School Outreach
What Effective School-Based Prevention Programs Actually Look Like
The most successful prevention curricula share a specific set of features. Here is what educators and administrators should look for.

Why one-time assemblies rarely work
For decades, well-meaning schools brought in speakers, showed dramatic films, and hosted single-session assemblies about the dangers of drugs. The evidence is now overwhelming that these efforts, on their own, produce little to no lasting behavior change. Some—when they rely on fear or misinformation—can even backfire by damaging credibility.
Effective prevention is not an event. It is a curriculum woven through multiple grade levels, delivered by trained adults, and reinforced by the norms of the whole school community.
The core elements of effective programs
Programs that consistently reduce substance use share several features documented by the National Institute on Drug Abuse and the Center for Substance Abuse Prevention.
They are developmentally staged. Elementary students learn about healthy choices, emotional regulation, and refusal skills. Middle-school students focus on peer influence, normative beliefs, and stress management. High-school students engage with more complex material about mental health, prescription drug risks, and life planning.
They are interactive. Lecture-based content produces poor retention. The best programs use role play, small-group discussion, and skill practice.
They correct normative misperceptions. Teens routinely overestimate how many of their peers are using substances. Accurate data—delivered credibly—can shift behavior.
They build life skills, not just drug knowledge. Effective programs teach decision-making, communication, coping, and goal-setting. Substance use is often a downstream symptom of unmet needs those skills help address.
Building teacher capacity
The classroom teacher is the most important variable in whether a curriculum succeeds. Programs that arrive as a binder without training rarely produce results. Districts should budget for professional development, ongoing coaching, and time for teachers to practice difficult conversations before they lead them.
Health teachers should not carry this work alone. English, social studies, and science teachers can weave related content into their own units. A schoolwide approach reinforces the message that this is community learning, not a single subject.
Involving families
School-based prevention is dramatically more effective when parents are engaged. This does not mean a mandatory evening presentation. It means brief take-home materials that mirror what students learned, occasional family conversation prompts, and clear communication about when and how the school will contact families if concerns arise.

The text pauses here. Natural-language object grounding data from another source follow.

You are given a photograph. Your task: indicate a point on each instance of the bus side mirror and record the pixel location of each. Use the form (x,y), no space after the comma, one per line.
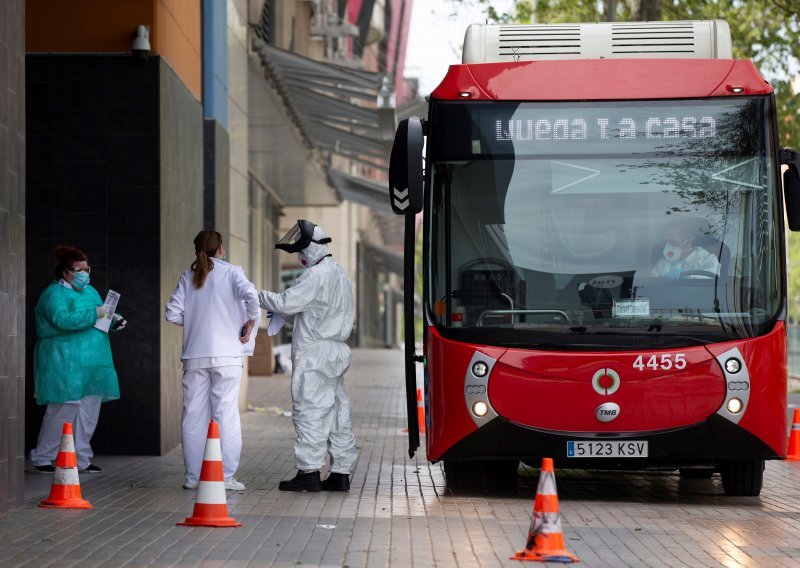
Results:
(791,187)
(405,168)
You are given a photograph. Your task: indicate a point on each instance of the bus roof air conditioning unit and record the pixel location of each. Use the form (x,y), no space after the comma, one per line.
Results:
(710,39)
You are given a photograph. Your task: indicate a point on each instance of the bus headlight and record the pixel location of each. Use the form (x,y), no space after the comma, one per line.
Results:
(733,365)
(480,408)
(734,406)
(479,369)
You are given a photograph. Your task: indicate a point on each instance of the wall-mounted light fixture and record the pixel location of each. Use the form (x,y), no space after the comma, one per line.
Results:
(141,42)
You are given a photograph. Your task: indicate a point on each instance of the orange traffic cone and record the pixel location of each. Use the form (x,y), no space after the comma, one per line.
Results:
(545,540)
(211,508)
(420,413)
(793,453)
(65,492)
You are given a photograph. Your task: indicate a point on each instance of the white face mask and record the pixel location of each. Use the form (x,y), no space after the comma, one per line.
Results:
(672,253)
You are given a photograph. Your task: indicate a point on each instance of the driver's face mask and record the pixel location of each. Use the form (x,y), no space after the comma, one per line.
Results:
(672,253)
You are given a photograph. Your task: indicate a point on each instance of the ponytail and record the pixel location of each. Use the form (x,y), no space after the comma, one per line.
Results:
(206,245)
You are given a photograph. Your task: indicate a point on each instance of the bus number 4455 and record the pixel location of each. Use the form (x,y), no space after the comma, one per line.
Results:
(665,362)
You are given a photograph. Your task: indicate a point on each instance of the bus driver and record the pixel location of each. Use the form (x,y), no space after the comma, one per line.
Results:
(680,255)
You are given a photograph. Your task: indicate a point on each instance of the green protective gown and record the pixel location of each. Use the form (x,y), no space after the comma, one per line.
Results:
(72,359)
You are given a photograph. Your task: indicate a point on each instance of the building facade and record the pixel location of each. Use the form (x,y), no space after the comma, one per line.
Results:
(128,126)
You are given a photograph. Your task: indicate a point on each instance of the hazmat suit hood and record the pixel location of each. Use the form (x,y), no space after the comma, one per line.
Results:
(314,252)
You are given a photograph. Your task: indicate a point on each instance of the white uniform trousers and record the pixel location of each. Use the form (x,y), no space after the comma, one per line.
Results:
(83,415)
(207,393)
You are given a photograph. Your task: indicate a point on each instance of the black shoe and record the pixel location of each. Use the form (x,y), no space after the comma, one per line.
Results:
(336,482)
(302,482)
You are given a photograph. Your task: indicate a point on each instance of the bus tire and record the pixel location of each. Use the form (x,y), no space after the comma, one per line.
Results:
(742,478)
(696,472)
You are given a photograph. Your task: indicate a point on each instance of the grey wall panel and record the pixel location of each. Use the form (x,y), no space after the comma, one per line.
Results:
(181,196)
(12,253)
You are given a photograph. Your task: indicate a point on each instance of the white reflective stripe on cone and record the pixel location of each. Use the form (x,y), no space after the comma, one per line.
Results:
(66,476)
(551,523)
(67,444)
(547,484)
(213,450)
(211,493)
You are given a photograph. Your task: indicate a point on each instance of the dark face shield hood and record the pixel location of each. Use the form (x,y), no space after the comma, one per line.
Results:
(299,237)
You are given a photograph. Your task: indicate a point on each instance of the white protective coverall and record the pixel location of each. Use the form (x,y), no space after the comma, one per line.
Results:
(212,317)
(321,301)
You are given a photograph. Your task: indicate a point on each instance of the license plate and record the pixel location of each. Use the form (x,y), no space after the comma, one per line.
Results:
(607,449)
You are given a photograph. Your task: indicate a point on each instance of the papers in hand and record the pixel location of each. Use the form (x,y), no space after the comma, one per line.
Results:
(275,324)
(110,306)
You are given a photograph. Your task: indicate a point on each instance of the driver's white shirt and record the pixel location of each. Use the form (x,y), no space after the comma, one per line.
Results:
(698,259)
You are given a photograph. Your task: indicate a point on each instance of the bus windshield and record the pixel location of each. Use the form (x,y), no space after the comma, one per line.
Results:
(603,225)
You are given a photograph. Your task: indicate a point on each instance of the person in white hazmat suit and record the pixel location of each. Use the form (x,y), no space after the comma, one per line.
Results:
(217,307)
(320,303)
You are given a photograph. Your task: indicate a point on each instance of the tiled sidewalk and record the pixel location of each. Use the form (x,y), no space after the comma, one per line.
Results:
(399,512)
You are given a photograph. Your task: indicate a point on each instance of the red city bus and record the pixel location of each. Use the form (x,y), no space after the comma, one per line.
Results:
(604,254)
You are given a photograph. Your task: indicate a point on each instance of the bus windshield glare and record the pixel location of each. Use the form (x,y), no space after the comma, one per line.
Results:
(616,225)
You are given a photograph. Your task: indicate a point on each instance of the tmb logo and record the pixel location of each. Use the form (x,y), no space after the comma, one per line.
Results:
(607,412)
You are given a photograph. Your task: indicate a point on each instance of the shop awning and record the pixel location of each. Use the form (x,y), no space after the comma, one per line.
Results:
(334,106)
(386,259)
(373,194)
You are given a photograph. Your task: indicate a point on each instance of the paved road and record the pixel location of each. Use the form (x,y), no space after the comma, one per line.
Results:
(399,511)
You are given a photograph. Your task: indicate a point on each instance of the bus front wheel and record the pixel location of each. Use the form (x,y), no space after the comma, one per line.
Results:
(742,478)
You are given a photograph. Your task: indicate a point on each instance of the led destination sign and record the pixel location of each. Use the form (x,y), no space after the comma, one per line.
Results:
(603,128)
(670,128)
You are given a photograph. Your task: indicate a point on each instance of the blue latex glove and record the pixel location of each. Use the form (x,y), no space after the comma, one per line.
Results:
(118,322)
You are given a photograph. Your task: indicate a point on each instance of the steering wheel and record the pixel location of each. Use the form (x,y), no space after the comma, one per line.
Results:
(700,273)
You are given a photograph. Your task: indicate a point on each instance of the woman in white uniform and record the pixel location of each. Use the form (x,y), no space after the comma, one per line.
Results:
(218,309)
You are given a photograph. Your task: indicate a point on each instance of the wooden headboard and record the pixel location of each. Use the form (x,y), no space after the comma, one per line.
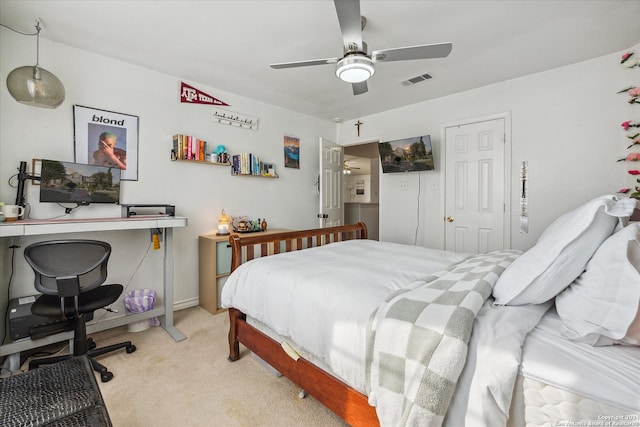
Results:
(245,247)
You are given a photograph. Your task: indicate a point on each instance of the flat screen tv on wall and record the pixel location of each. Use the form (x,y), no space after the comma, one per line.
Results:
(67,182)
(407,155)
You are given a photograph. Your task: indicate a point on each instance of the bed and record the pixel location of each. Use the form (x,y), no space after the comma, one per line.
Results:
(286,310)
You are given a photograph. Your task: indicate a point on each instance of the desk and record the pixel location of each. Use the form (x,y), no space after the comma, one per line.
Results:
(45,227)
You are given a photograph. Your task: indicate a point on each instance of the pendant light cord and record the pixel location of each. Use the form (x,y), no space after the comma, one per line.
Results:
(20,32)
(37,34)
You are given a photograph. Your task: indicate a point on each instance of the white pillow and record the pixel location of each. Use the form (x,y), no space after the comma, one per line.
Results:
(601,306)
(559,256)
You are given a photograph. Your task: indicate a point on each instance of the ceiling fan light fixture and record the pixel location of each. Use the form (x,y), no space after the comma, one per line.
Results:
(355,69)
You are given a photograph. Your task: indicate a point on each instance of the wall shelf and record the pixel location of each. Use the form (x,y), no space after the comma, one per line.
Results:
(201,162)
(255,176)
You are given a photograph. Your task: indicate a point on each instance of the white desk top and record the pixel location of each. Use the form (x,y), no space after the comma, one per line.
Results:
(32,227)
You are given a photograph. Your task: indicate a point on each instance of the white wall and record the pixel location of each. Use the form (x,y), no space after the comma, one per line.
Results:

ACRDA's Family Companion series is designed for exactly this purpose and is available at no cost to any school that adopts a compatible curriculum.
Measuring what matters
Districts often measure the wrong things: attendance at events, or self-reported knowledge on a post-test. These metrics are easy to game. Better measures include changes in student perception of risk, changes in perceived peer norms, and long-term substance use rates tracked through anonymous surveys such as the Healthy Kids Colorado Survey.
Every school will have different baselines. What matters is honest, longitudinal measurement and a willingness to adjust when the data suggests a program is not landing.
Getting started in your district
Begin by identifying a small team: an administrator, a health teacher, a school counselor, and one or two engaged parents. Review the current curriculum against the criteria above. Contact ACRDA or a similar organization for a program audit—we provide these at no cost to schools in Colorado and can suggest evidence-based curricula suited to your community.
Prevention is patient, unglamorous work. Its rewards are the graduations, the college acceptances, and the eighteenth birthdays that never make headlines because nothing went wrong.